QUAL A CONSEQUÊNCIA DO USO INDEVIDO DA IMAGEM?
A utilização indevida da imagem sujeita o violador à responsabilização na esfera civil (reparação dos prejuízos financeiros) como também na esfera penal, conforme o uso que for dado à imagem e seu propósito, podendo ser a hipótese enquadrada nos crimes contra a honra (calúnia, difamação e injúria), por exemplo.
Quando o uso indevido se destinar a fins econômicos ou comerciais, o prejuízo sofrido é presumido, ou seja, independe de prova (Súmula 403 do Superior Tribunal de Justiça: Independe de prova do prejuízo a indenização pela publicação não autorizada de imagem de pessoa com fins econômicos ou comerciais).
AULAS SÃO PROTEGIDAS POR DIREITOS AUTORAIS?
Como regra, sim.

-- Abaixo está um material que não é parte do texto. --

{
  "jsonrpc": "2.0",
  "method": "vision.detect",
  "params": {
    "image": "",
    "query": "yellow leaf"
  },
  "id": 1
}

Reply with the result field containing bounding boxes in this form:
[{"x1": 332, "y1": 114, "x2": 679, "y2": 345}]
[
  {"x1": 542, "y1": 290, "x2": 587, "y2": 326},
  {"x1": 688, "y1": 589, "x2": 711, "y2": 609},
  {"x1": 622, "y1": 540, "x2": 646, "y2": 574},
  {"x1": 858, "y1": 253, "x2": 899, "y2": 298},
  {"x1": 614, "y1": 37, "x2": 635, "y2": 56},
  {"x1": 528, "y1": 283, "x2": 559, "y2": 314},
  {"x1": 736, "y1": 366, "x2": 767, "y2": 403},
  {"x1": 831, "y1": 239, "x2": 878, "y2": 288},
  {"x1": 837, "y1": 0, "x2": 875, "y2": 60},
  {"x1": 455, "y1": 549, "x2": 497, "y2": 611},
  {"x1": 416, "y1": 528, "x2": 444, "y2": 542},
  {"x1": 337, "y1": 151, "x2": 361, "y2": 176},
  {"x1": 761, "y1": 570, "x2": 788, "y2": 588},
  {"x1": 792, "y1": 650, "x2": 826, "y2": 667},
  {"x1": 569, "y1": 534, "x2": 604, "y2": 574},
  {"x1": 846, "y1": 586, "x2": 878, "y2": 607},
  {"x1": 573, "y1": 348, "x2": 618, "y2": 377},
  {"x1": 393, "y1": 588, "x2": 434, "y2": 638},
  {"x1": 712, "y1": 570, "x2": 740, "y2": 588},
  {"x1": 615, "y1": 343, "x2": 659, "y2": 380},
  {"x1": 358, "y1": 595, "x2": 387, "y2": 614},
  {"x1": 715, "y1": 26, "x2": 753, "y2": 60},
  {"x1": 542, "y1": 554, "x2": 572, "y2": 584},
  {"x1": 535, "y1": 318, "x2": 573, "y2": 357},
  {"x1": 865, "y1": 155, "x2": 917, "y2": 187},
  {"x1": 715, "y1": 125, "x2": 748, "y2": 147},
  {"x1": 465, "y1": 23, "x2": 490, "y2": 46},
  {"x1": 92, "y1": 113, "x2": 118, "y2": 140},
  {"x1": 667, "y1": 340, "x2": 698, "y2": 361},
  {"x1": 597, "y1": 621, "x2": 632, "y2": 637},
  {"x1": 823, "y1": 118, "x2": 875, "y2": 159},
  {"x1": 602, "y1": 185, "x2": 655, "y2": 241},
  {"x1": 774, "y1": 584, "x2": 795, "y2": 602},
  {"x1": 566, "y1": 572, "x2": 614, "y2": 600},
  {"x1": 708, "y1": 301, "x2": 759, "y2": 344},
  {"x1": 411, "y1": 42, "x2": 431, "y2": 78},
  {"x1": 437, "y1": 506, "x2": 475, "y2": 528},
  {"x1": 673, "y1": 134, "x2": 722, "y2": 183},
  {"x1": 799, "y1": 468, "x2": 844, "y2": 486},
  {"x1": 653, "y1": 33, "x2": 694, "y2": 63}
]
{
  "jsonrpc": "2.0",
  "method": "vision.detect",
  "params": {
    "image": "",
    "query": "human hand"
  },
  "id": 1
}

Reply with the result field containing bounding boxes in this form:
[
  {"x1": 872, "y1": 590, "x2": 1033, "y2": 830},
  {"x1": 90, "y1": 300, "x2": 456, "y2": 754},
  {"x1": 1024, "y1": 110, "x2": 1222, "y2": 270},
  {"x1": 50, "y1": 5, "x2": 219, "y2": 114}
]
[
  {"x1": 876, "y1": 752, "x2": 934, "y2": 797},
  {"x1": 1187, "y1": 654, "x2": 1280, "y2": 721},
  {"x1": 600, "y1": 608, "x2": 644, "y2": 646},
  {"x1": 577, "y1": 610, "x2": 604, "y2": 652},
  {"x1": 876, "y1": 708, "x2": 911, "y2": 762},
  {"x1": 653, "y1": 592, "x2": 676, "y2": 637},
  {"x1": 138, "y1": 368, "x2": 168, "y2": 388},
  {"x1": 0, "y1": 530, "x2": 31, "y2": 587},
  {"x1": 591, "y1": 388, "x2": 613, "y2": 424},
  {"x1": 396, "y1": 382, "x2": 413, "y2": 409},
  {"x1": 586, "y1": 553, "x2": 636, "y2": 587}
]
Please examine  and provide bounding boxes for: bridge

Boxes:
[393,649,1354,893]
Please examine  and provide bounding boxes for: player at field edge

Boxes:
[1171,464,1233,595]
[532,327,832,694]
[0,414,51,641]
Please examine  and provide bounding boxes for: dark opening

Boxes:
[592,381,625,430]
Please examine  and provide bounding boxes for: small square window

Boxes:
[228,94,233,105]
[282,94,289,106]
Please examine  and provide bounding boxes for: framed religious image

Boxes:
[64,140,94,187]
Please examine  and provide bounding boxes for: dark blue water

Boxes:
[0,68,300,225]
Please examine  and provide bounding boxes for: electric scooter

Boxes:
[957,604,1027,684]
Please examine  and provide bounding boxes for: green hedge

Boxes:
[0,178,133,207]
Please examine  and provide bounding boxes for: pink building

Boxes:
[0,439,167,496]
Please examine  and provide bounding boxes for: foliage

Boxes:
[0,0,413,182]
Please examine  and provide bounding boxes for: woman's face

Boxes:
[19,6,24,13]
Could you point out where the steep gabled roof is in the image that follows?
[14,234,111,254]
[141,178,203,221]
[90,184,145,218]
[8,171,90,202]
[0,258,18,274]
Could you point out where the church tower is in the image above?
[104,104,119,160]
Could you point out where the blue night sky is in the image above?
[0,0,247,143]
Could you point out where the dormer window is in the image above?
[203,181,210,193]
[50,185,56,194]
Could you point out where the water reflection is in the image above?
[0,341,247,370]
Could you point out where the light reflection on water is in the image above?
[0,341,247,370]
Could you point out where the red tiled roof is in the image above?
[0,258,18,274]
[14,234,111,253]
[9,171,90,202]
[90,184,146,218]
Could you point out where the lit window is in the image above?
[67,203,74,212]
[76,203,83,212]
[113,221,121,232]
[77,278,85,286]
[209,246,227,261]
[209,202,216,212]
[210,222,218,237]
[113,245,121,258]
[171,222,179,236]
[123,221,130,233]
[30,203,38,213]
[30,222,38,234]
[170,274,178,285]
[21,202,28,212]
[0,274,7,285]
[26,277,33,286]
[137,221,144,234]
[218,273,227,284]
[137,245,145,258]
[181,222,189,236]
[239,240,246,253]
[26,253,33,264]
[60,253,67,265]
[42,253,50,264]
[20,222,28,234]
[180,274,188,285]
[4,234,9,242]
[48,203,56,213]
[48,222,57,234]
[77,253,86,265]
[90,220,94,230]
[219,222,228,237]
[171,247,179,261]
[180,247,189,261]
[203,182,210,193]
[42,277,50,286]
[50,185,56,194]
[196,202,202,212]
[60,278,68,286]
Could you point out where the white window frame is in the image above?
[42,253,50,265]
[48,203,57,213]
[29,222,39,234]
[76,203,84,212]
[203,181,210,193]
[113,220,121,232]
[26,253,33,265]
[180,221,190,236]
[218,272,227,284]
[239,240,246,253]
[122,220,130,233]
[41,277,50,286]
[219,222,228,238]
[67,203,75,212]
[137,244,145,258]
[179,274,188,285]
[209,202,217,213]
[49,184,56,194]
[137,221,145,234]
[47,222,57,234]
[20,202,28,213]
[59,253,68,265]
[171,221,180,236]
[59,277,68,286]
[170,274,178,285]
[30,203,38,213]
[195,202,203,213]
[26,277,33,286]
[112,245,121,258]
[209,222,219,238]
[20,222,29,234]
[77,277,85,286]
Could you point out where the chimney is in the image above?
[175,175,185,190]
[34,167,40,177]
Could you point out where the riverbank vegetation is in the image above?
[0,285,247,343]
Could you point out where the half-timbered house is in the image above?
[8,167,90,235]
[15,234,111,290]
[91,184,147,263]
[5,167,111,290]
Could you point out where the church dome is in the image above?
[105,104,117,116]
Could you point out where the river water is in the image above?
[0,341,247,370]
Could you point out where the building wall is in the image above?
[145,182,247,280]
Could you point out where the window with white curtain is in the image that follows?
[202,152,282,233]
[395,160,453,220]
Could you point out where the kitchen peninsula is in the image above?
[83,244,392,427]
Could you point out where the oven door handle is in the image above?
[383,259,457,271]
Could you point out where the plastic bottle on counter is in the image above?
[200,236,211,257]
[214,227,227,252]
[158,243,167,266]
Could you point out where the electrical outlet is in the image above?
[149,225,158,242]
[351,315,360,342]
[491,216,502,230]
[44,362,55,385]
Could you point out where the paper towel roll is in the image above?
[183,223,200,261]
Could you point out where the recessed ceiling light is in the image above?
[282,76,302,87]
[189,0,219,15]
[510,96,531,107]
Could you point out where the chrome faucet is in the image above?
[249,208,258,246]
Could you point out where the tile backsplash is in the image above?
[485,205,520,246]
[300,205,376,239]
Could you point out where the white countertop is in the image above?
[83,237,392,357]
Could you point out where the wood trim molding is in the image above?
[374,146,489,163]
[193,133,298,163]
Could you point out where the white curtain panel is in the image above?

As aulas são protegidas por direitos autorais enquanto decorrem de um estudo, do intelecto e da criatividade, o docente considerado seu ‘autor’. Dessa forma, não pode um professor reproduzir a aula de algum colega sem sua autorização, como tampouco pode copiar os exercícios e demais figuras, gravuras e tabelas preparadas por terceiro sem sua expressa anuência.
Porém, nem tudo que se usa ou se diz em aula é uma obra autoral. Exemplo: explicar aos alunos a lei da gravidade não torna o professor autor da mesma. O que está protegido, neste caso, não é a teoria, mas a forma literária ou artística pela qual o conteúdo científico é transmitido. Justamente para clarear essa situação, a LDA explicita eu seu art. 7.º, §3º. No domínio das ciências, a proteção recairá sobre a forma literária ou artística, não abrangendo o seu conteúdo científico ou técnico, sem prejuízo dos direitos que protegem os demais campos da propriedade imaterial.